関西国際空港で私たちを出迎えたのは、マスコミの取材だった。新聞社、テレビ局、様々な腕章をつけた報道陣が、私たちをもみくちゃにした。
驚いたことに、私たちは愛国英雄になっていたのだ。冗談じゃない! 私たちはマスコミを無視することにした。
その中に、ちゃちなデジタルカメラを振り回している若者がいた。
あの青年ではないか。私が京都学院大学で講演をしたとき、私を売国奴と呼んだ青年だ。
どうしたんだ、と訊くと、京都で仲間たちとネット放送を始めたと言うことだ。京都ブロードキャストというらしい。何か心境に変化があったのかと訊くと、「ほんとうのことが知りたくなりまして」と頭を掻く。
ほんとうのことだと、生意気に。だが、いい言葉だ!
私たちは青年についていくことにした。既存のマスコミなんかには、何にも語りたくないが、この青年のネット放送なら、ほんとうのことが語れる。
青年と仲間たちは西陣の古い町屋を改装して、スタジオにしていた。二階は青年の住居である。
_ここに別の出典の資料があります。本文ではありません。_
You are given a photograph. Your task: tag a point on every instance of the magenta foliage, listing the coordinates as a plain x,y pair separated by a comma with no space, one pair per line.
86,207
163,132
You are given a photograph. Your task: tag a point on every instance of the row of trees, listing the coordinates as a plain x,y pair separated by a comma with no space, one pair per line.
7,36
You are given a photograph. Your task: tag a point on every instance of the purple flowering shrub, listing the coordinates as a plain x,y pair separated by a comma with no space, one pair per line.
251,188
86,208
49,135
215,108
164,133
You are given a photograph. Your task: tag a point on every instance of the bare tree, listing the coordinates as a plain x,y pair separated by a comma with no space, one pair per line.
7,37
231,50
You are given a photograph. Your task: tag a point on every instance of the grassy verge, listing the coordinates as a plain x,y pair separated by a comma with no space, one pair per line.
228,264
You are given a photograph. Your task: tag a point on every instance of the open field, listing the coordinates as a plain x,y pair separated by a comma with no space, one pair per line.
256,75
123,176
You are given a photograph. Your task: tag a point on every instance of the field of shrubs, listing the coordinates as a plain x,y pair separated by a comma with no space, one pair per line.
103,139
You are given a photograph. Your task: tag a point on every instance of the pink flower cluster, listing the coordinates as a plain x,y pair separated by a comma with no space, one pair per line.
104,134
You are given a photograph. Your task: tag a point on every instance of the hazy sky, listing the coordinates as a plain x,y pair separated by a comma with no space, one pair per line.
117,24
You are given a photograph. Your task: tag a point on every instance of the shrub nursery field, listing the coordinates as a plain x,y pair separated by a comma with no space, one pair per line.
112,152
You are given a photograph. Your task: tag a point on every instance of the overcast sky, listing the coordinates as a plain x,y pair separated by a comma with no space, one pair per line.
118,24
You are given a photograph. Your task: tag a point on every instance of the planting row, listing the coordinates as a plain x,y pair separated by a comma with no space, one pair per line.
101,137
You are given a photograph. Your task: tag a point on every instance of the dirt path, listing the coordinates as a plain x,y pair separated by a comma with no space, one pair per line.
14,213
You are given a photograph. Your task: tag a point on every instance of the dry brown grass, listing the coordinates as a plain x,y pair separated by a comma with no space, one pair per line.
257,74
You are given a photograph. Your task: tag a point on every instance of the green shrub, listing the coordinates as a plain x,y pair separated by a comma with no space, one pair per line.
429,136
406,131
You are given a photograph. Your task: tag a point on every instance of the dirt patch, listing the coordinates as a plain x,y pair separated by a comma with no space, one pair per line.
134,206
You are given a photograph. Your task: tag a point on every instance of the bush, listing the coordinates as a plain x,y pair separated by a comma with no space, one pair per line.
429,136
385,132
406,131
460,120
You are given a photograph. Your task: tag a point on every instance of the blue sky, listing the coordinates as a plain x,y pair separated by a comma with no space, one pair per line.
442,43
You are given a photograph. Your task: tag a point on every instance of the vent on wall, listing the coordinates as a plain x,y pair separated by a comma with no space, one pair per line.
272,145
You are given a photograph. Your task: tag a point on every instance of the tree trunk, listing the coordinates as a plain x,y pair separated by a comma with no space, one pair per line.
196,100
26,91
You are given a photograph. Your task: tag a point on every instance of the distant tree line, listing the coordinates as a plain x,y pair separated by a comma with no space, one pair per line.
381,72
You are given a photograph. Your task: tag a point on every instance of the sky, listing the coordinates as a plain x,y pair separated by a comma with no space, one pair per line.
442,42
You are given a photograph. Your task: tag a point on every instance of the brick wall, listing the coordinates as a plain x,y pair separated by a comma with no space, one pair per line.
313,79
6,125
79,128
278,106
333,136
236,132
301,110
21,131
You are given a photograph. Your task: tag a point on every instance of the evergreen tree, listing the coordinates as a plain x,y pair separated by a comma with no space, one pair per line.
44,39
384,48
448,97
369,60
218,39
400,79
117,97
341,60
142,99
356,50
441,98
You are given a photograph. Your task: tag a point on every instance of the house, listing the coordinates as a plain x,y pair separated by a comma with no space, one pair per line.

手作り感満載の町屋スタジオで、戸部典子と面白トークだ!
「日本に着いたら、愛国英雄になってたなり!」
「ちょっと前までは、売国奴だったんだけどな。」
「あたしなんか、国賊なりよ!」
それから、私たちを国賊とか売国奴と呼んだコメンテーターたちをなで斬りにしてやった。私たちが栄誉ある流行語大賞を受賞した「愚民ども!」と「卑怯なり!」の連発で、面白トークが毒舌トークになってしまった。
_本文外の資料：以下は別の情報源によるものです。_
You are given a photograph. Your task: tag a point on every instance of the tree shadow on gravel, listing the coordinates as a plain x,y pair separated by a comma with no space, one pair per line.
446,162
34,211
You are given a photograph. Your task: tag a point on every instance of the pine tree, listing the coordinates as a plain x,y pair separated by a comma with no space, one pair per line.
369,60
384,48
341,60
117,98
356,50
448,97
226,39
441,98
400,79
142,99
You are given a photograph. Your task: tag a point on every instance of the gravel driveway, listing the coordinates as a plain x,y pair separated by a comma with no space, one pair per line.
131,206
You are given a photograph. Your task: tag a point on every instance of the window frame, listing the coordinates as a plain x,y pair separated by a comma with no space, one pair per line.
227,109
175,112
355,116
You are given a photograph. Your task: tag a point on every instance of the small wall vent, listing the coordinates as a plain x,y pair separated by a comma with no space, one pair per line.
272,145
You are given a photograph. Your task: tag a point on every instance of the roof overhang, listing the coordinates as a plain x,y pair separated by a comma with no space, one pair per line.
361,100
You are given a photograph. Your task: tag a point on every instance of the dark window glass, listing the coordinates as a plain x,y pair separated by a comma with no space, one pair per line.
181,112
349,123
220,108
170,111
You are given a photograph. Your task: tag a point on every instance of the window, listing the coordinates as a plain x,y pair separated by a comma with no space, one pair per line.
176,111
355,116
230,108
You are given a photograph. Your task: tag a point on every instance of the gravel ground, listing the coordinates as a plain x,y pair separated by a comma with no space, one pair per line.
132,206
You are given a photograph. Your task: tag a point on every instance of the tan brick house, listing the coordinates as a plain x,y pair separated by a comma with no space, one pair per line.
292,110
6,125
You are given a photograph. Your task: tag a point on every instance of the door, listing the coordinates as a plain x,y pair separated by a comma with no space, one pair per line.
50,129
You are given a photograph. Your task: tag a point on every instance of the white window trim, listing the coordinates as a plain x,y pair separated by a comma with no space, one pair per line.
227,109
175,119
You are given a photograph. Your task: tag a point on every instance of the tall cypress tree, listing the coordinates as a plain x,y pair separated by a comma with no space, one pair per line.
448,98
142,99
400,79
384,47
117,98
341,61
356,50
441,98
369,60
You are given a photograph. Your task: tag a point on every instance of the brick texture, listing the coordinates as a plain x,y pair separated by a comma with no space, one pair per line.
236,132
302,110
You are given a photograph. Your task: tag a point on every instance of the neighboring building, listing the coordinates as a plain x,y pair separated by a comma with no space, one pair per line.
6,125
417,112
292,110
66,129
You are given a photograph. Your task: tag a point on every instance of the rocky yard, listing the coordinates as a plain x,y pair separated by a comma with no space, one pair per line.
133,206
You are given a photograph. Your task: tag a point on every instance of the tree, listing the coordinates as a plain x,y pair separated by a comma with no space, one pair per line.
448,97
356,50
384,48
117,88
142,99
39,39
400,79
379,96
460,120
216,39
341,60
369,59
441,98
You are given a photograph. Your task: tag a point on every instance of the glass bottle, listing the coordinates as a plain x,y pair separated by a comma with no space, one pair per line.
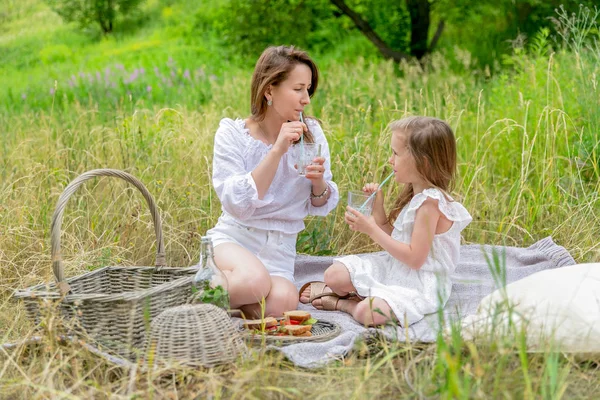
210,282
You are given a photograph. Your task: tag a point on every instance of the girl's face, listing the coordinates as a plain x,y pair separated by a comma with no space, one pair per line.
291,96
402,161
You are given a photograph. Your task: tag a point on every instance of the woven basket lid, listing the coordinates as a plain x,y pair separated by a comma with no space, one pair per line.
196,335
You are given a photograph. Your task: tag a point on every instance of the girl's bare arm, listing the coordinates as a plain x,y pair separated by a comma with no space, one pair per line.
415,253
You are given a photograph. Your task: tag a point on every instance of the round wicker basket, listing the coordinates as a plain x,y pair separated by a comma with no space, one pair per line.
194,335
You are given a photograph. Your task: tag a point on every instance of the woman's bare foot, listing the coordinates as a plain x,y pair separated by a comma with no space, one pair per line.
323,297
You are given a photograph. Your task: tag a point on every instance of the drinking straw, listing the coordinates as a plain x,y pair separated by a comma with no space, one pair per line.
374,193
301,140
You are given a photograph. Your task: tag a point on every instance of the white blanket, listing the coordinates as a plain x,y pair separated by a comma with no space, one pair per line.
471,283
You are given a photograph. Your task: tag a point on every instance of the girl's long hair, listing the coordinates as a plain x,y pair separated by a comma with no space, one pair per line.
432,144
272,68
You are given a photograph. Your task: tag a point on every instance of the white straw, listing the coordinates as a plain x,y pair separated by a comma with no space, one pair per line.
302,140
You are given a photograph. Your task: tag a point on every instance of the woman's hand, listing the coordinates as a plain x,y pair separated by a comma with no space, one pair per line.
359,222
290,132
315,171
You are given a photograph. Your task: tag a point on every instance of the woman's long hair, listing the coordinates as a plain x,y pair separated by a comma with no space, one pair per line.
272,68
432,144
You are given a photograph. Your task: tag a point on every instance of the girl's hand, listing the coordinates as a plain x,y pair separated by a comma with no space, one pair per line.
290,132
359,222
315,171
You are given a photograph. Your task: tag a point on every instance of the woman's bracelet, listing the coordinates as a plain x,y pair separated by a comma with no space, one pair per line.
325,192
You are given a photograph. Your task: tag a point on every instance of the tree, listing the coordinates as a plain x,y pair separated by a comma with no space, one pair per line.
87,12
419,11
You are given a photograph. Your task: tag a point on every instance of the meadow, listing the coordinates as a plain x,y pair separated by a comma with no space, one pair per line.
529,167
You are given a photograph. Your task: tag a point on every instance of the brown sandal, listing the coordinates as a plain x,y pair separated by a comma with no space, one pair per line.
329,300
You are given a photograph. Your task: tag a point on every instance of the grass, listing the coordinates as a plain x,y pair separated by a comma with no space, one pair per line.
528,168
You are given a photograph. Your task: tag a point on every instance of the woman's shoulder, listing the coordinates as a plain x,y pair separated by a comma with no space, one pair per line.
232,125
231,129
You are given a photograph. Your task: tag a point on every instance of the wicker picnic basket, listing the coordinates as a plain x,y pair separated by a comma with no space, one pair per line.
114,305
193,335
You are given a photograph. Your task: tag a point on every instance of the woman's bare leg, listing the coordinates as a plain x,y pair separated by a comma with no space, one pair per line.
282,297
248,279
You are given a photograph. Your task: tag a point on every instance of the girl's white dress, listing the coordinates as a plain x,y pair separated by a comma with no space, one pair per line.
411,293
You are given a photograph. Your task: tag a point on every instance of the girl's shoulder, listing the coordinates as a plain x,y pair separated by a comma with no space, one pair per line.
449,207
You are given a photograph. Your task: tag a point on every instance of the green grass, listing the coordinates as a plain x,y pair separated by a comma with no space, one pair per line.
528,168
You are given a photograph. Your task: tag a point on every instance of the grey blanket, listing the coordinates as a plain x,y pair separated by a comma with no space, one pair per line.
472,281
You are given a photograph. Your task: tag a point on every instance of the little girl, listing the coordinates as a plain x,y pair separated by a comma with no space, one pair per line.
421,235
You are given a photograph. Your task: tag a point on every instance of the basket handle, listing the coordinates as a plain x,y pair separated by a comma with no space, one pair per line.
57,264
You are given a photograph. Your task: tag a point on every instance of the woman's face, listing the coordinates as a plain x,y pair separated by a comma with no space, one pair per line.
291,96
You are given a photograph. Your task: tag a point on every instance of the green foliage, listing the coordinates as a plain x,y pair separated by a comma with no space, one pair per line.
87,12
315,25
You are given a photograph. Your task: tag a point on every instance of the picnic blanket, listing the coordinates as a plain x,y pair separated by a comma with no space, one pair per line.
472,281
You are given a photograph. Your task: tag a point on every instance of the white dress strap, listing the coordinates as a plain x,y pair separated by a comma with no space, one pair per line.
451,209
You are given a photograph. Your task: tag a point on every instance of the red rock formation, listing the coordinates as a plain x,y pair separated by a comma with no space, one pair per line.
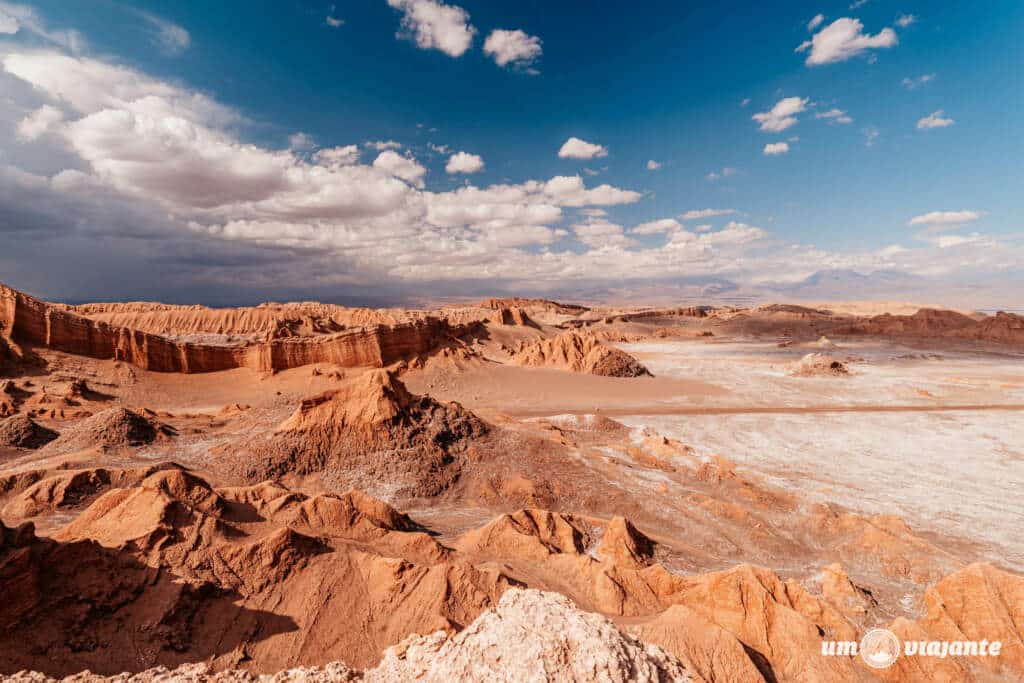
579,352
32,321
373,430
1001,328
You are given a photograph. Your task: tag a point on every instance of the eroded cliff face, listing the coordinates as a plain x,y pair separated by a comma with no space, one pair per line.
28,319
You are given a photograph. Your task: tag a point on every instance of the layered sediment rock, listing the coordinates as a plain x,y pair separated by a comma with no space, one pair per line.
35,322
579,352
373,431
1003,328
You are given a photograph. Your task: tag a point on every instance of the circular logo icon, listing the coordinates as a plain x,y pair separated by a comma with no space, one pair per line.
880,648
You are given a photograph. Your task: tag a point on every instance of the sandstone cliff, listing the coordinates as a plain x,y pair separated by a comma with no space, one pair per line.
579,352
31,321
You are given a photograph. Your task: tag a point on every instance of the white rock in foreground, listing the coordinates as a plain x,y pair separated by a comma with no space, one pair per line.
530,637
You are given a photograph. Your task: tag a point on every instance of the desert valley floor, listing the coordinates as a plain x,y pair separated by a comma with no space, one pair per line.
716,491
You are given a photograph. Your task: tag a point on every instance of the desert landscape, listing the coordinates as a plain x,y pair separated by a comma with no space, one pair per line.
442,341
517,486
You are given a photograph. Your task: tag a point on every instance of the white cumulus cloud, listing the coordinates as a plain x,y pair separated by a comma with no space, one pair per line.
512,47
433,25
935,120
836,116
695,214
843,39
406,168
462,162
782,115
657,226
914,83
577,148
38,123
945,218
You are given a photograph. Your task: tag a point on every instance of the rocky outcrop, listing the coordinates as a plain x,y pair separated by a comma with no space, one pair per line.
1003,328
23,432
818,365
579,352
110,429
537,304
372,430
35,322
528,636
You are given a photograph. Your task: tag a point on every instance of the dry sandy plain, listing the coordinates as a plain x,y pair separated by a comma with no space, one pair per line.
239,493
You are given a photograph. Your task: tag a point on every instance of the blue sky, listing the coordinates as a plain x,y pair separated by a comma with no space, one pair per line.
878,169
ネット放送は爆発的な人気となり、大手テレビ局も京都ブロードキャストという超弱小ネット放送局の許可を得て映像を使わなくてはならなかった。毒舌が過ぎたせいで。まともに使えるところはごく一部だけどな。
青年は坂下三成という名前だった。私たちは彼を「小三成」と呼んだ。小三成は、今でもコンビニのバイトを続けている。ネット放送には手弁当で参加しているのだ。
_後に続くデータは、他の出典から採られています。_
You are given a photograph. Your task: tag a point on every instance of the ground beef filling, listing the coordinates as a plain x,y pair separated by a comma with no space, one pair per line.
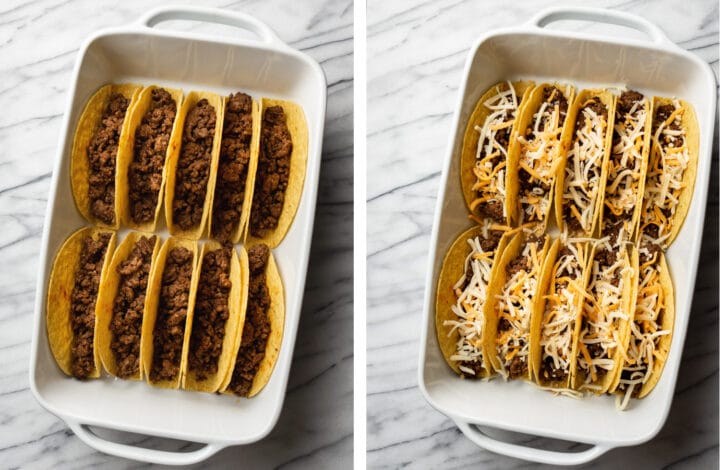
169,329
129,306
211,312
257,324
151,142
233,166
82,304
273,171
193,167
102,153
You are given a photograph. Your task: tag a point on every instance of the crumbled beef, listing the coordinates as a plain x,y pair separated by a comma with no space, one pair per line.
193,166
145,171
233,166
129,307
102,156
273,171
82,304
257,324
211,312
169,330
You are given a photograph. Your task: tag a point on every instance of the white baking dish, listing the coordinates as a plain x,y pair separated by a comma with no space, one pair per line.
263,67
654,66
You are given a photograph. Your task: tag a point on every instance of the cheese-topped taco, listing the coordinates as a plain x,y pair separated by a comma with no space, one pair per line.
535,159
587,140
486,144
462,299
671,172
627,164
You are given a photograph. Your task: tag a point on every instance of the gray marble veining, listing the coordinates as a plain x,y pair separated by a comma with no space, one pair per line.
417,51
39,41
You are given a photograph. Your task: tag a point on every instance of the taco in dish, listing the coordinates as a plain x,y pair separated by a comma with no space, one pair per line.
671,171
535,159
236,168
215,318
627,165
651,328
462,299
170,302
552,340
257,343
280,175
101,129
486,144
587,140
192,165
515,292
153,126
78,272
121,305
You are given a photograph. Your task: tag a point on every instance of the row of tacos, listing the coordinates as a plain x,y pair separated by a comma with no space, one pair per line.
571,315
176,314
229,168
597,159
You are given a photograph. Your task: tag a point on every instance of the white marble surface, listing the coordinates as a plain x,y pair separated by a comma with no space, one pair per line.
38,46
417,51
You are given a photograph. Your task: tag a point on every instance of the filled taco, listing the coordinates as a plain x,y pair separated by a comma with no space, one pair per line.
671,171
78,272
100,131
258,340
171,298
462,299
280,175
236,168
486,144
535,160
651,328
627,165
515,292
215,318
586,140
152,126
192,165
121,305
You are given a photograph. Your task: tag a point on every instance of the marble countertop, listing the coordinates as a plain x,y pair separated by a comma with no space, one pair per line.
417,53
39,41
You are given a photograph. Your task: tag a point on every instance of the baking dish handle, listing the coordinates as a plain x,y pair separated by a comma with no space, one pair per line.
142,454
211,15
476,435
600,15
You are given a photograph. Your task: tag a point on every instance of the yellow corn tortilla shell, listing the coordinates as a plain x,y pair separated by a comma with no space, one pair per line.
470,139
238,232
87,126
175,148
567,140
212,382
147,346
60,287
126,154
297,125
106,301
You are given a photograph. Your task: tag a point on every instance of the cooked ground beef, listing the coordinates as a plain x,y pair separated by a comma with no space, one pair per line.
82,304
102,155
211,312
151,141
129,307
169,329
257,324
273,171
193,167
233,166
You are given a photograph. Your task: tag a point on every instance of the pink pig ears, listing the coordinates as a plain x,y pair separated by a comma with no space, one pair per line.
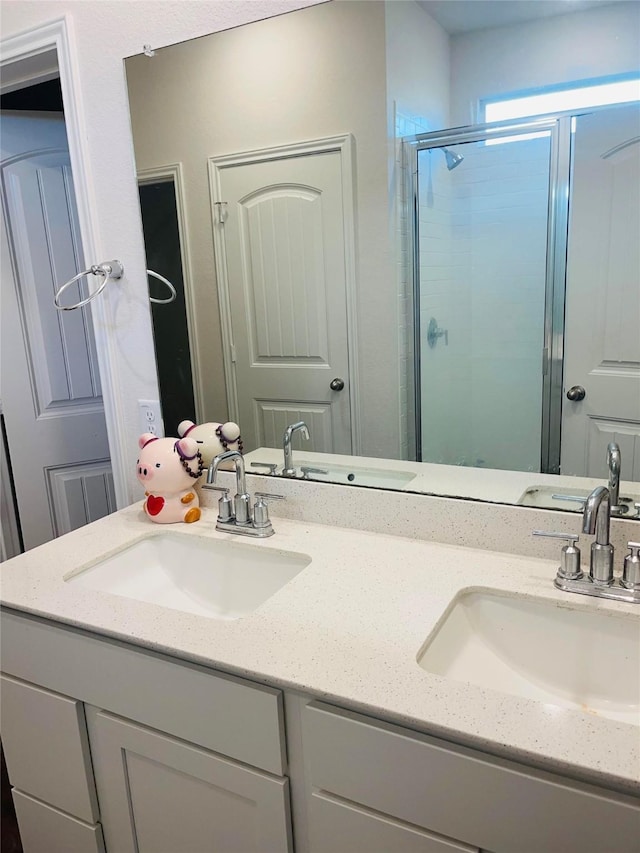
145,438
185,427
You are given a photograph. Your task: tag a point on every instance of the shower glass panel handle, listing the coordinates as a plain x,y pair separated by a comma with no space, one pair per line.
434,332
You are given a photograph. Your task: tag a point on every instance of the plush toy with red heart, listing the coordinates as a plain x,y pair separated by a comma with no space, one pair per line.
168,469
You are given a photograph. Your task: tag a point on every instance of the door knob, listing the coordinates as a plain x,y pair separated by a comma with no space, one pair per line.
576,393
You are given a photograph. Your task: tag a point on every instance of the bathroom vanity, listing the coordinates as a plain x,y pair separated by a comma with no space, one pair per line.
315,720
私たちの出演以来、ネット放送は少しずつ利益を出すようになっていったが、彼らはこの仕事をお金ではなく使命のように思っているようだ。これが「志」というものだ。
私は京都学院大学で教鞭を取ることになった。歴史社会学という講座である。碧海作戦の元アドヴァイザーという肩書は、大学にとっても貴重らしい。講義は盛況である。
私の研究室の机の上には今もニュー・ヨークで撮った写真が飾っていある。超イケメンの陳博士と、エレガントな白のワンピースに身を包んだ李博士と、にまにま顔の戸部典子と私が写っている。あの碧海作戦の日々も懐かしい思い出になった。
大学の近くにマンションを借りて、京都ライフを満喫している。街を歩き史跡を訪ね、旨い物を食う。これほど散策して楽しい街は無い。
週に一度くらい、戸部典子の実家「広沢亭」に飲みにいくのも楽しみのひとつだ。いちげんさんお断りの店に行くのは鼻が高い。料理はとても美味しい。さすがミシュランを断った店だ。
学食のメニューも全て制覇した。戸部典子の言うように、ここの学食のから揚げ丼は絶品である。
戸部典子は、評論家兼ジャーナリストのような仕事をしている。世界中を飛び回っているようで、この間はチベットに行ってきたそうだ。時々、テレビにも出て戦国武将談義や歴史解説をしている。
本もいっぱい出しているみたいだ。戦国武将関連にだけでなく、世界の人々との交流した旅行記のような本がベストセラーになっていた。「戸部典子の京都案内」とか「戸部典子のグルメブック」なんてのも好評である。本の表紙氏には必ずあのにまにま顔が載っている。
京都ブロードキャストにもときどき出演している。私も何度か呼ばれて、彼女と面白トークをした。不定期だが看板番組になっているようだ。
京都学院大学にも週二回くらい講師として来ている。国際交流学という講義らしい。何処にでも臆さず入り込んでしまう彼女らしい講義だ。
学食で会うと、お互いのおかずの取り合いになる。この間なんかは、私の塩サンマ定食のサンマを戸部典子が全部食い、私が戸部典子のトンカツを平らげてやった。学生たちの笑いものである。
学生たちは、碧海作戦の話を聞きたがるのだが、ここは勉学の場だ。面白トークをする場所ではない。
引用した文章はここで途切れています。